Speed Lock Forearm: With the new Maxus, Browning engineers have eliminated the traditional bulky screw-on magazine cap and replaced it with the patent-pending Speed Lock Forearm. This secure forearm attachment system makes taking down the Maxus for cleaning or storage faster and easier than ever before, and makes attaching or removing a sling a snap. By simply lifting a lever, the forearm is easily removed.

Speed Load Plus: Browning’s new patent-pending feeding system sends the first shell loaded into the magazine directly into the chamber. Now, unloading is just as easy with the Maxus. The speed unload feature make emptying the magazine fast and easy, without having to cycle and chamber every shell with the bolt handle.

Turnkey Magazine Plug: The Maxus features the patent-pending Turnkey Magazine Plug that makes removing the plug simple by using any vehicle key. Combined with the Speed Lock System, the magazine plug can be removed from the Maxus in mere seconds.

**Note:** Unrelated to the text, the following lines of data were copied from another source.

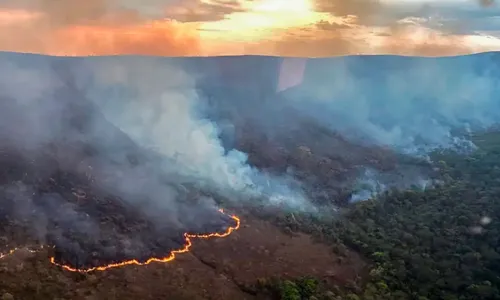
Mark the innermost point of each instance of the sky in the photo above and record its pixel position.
(302, 28)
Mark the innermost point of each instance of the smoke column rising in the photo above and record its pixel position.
(155, 102)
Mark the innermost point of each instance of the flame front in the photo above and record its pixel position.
(170, 257)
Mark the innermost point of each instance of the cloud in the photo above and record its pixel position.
(95, 27)
(202, 11)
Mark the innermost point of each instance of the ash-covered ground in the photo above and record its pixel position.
(72, 180)
(115, 158)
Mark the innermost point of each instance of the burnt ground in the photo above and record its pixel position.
(215, 269)
(62, 192)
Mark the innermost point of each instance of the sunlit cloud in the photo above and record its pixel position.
(275, 27)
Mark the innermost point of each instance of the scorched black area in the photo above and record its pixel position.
(72, 180)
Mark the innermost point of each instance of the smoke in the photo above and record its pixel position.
(414, 105)
(156, 104)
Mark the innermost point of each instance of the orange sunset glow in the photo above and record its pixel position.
(220, 27)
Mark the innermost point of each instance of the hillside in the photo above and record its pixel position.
(115, 158)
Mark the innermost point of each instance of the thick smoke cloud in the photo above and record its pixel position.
(155, 102)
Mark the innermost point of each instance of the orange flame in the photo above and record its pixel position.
(166, 259)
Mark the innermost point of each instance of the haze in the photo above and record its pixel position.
(306, 28)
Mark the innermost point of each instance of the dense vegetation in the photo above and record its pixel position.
(441, 243)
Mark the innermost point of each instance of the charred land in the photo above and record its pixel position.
(109, 159)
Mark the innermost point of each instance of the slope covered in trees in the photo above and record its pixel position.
(439, 243)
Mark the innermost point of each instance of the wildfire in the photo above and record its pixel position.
(170, 257)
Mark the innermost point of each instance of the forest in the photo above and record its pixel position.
(437, 243)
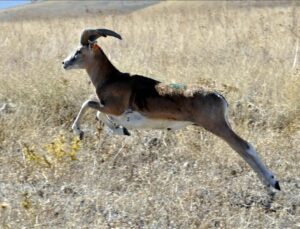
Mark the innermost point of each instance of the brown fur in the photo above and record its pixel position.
(119, 92)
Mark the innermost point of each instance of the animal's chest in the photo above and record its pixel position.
(135, 120)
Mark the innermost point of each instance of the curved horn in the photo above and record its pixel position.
(92, 34)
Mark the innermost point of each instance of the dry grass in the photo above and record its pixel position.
(153, 179)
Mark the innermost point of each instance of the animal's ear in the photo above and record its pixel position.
(94, 47)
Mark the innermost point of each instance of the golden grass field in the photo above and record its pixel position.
(153, 179)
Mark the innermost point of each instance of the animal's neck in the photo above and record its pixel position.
(101, 70)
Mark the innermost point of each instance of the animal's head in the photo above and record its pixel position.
(88, 49)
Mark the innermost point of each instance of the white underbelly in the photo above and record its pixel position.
(135, 120)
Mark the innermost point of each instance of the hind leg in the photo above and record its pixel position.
(213, 117)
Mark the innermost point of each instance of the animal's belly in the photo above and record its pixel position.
(135, 120)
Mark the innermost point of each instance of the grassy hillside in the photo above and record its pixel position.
(153, 179)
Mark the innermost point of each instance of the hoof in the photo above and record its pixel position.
(126, 132)
(276, 186)
(81, 135)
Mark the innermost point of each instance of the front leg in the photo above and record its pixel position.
(114, 127)
(90, 103)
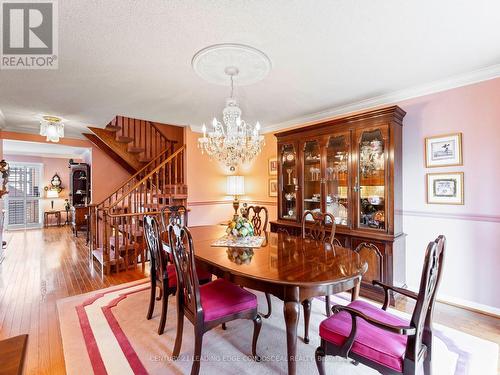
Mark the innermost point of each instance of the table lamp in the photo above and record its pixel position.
(235, 187)
(52, 194)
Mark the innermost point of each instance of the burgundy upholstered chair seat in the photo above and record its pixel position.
(220, 298)
(380, 346)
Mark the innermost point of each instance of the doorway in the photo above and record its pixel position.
(23, 200)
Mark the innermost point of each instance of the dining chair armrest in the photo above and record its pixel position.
(400, 330)
(387, 288)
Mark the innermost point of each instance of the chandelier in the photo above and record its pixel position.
(52, 127)
(232, 142)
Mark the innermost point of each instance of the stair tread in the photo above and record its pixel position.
(172, 196)
(98, 254)
(113, 128)
(123, 139)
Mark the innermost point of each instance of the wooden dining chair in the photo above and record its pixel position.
(380, 340)
(209, 305)
(320, 229)
(253, 213)
(162, 274)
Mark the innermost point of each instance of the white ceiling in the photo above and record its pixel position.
(132, 57)
(48, 150)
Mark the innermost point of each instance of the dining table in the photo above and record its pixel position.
(291, 268)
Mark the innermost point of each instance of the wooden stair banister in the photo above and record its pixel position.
(131, 142)
(116, 223)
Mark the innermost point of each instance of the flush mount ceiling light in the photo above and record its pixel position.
(52, 127)
(233, 141)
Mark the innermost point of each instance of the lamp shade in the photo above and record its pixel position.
(52, 194)
(235, 185)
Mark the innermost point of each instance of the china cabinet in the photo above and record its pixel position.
(79, 196)
(351, 168)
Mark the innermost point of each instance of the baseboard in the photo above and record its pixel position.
(471, 306)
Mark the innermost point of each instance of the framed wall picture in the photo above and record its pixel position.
(445, 188)
(273, 166)
(443, 150)
(273, 187)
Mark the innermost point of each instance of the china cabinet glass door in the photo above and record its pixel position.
(336, 199)
(371, 179)
(312, 177)
(289, 182)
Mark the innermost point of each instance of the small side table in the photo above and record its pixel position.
(46, 216)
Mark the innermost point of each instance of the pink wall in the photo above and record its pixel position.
(472, 230)
(107, 175)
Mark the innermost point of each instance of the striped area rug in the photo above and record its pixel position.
(106, 332)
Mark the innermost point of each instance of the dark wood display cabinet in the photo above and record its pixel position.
(79, 196)
(350, 167)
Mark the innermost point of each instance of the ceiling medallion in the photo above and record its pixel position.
(52, 127)
(233, 141)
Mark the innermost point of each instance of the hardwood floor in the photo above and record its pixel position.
(42, 266)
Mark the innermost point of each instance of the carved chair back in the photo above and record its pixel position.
(429, 283)
(175, 214)
(181, 243)
(318, 226)
(154, 245)
(259, 223)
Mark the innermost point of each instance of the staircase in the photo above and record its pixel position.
(131, 142)
(116, 232)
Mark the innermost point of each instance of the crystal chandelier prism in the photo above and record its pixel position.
(232, 142)
(52, 127)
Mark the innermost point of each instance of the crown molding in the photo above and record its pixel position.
(476, 76)
(71, 134)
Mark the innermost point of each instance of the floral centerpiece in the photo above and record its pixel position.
(240, 227)
(240, 255)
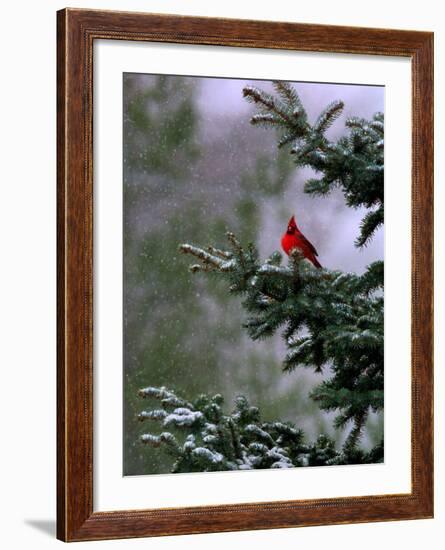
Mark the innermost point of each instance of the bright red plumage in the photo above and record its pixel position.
(294, 238)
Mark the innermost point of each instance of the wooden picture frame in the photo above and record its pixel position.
(77, 31)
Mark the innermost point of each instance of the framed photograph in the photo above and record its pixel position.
(245, 263)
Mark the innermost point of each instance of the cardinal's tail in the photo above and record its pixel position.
(316, 262)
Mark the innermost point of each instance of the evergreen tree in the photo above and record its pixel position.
(331, 319)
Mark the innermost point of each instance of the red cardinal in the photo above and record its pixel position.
(294, 238)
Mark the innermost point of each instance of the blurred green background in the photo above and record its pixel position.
(195, 168)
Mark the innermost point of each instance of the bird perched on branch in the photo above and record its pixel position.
(294, 238)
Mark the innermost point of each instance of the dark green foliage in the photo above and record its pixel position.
(330, 318)
(209, 440)
(355, 163)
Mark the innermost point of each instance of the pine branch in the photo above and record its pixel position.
(240, 440)
(340, 315)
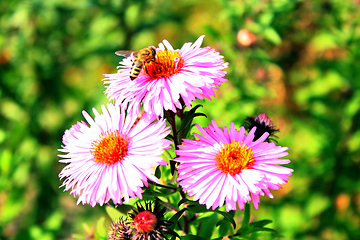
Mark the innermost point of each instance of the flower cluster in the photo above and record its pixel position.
(114, 155)
(147, 224)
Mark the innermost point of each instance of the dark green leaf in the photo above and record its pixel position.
(228, 217)
(158, 172)
(177, 215)
(208, 226)
(261, 223)
(192, 237)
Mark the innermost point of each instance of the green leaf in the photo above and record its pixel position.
(224, 227)
(114, 213)
(266, 18)
(228, 217)
(176, 216)
(183, 201)
(188, 117)
(271, 35)
(158, 172)
(261, 223)
(208, 226)
(193, 237)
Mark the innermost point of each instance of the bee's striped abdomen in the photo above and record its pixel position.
(135, 69)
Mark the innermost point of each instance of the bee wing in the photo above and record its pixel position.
(125, 53)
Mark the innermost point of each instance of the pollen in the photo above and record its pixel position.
(145, 221)
(166, 64)
(234, 157)
(110, 148)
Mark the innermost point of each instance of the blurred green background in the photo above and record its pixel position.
(298, 61)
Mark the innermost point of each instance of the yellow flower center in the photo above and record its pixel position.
(234, 157)
(166, 64)
(110, 148)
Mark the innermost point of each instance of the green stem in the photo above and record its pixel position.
(163, 186)
(246, 220)
(171, 117)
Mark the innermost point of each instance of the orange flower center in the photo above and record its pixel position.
(109, 148)
(166, 64)
(145, 222)
(234, 157)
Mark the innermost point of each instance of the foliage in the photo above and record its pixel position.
(303, 70)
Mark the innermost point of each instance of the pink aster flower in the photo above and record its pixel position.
(112, 158)
(176, 76)
(228, 166)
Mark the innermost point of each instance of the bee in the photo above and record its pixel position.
(143, 56)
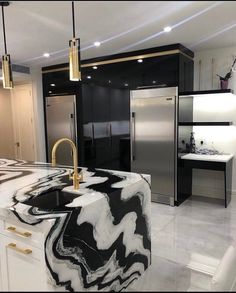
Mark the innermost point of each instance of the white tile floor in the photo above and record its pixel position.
(196, 226)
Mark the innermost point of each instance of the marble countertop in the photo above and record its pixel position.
(212, 158)
(102, 238)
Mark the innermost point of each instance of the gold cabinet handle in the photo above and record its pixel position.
(13, 230)
(14, 247)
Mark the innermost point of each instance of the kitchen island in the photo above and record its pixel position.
(99, 241)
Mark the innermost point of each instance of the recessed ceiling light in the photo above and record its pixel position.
(167, 29)
(97, 44)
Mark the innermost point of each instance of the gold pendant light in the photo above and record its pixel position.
(6, 60)
(74, 53)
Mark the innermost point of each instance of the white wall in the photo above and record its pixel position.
(6, 127)
(207, 64)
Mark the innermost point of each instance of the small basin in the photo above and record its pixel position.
(51, 199)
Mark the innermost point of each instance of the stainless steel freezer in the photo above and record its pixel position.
(154, 139)
(61, 122)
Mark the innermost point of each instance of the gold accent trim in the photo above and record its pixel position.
(123, 59)
(55, 70)
(14, 247)
(24, 234)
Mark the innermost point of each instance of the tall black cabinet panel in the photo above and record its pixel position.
(103, 97)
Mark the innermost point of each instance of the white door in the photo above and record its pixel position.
(24, 268)
(23, 122)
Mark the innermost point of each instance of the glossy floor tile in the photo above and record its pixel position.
(197, 229)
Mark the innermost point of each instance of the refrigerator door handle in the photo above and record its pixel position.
(133, 137)
(72, 128)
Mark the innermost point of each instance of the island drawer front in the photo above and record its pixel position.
(22, 232)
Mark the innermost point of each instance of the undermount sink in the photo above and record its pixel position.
(51, 199)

The new Browning Maxus will be offered in 12 gauge only in 3 inch and 3 ½ inch models. The receiver is made of strong, lightweight aluminum alloy. The barrels have a lightweight profile design with flat ventilated rib. The composite stock has a close radius pistol grip with in-molded textured gripping and Browning’s proven Dura-Touch® Armor Coating for a sure hold and sleek feel in all climate conditions. Average weight on the new Maxus is 6 lbs. 14 oz. The Browning Maxus comes equipped with a magazine cut-off to allow the shooter to easily unload the chamber to change loads without cycling a shell from the magazine.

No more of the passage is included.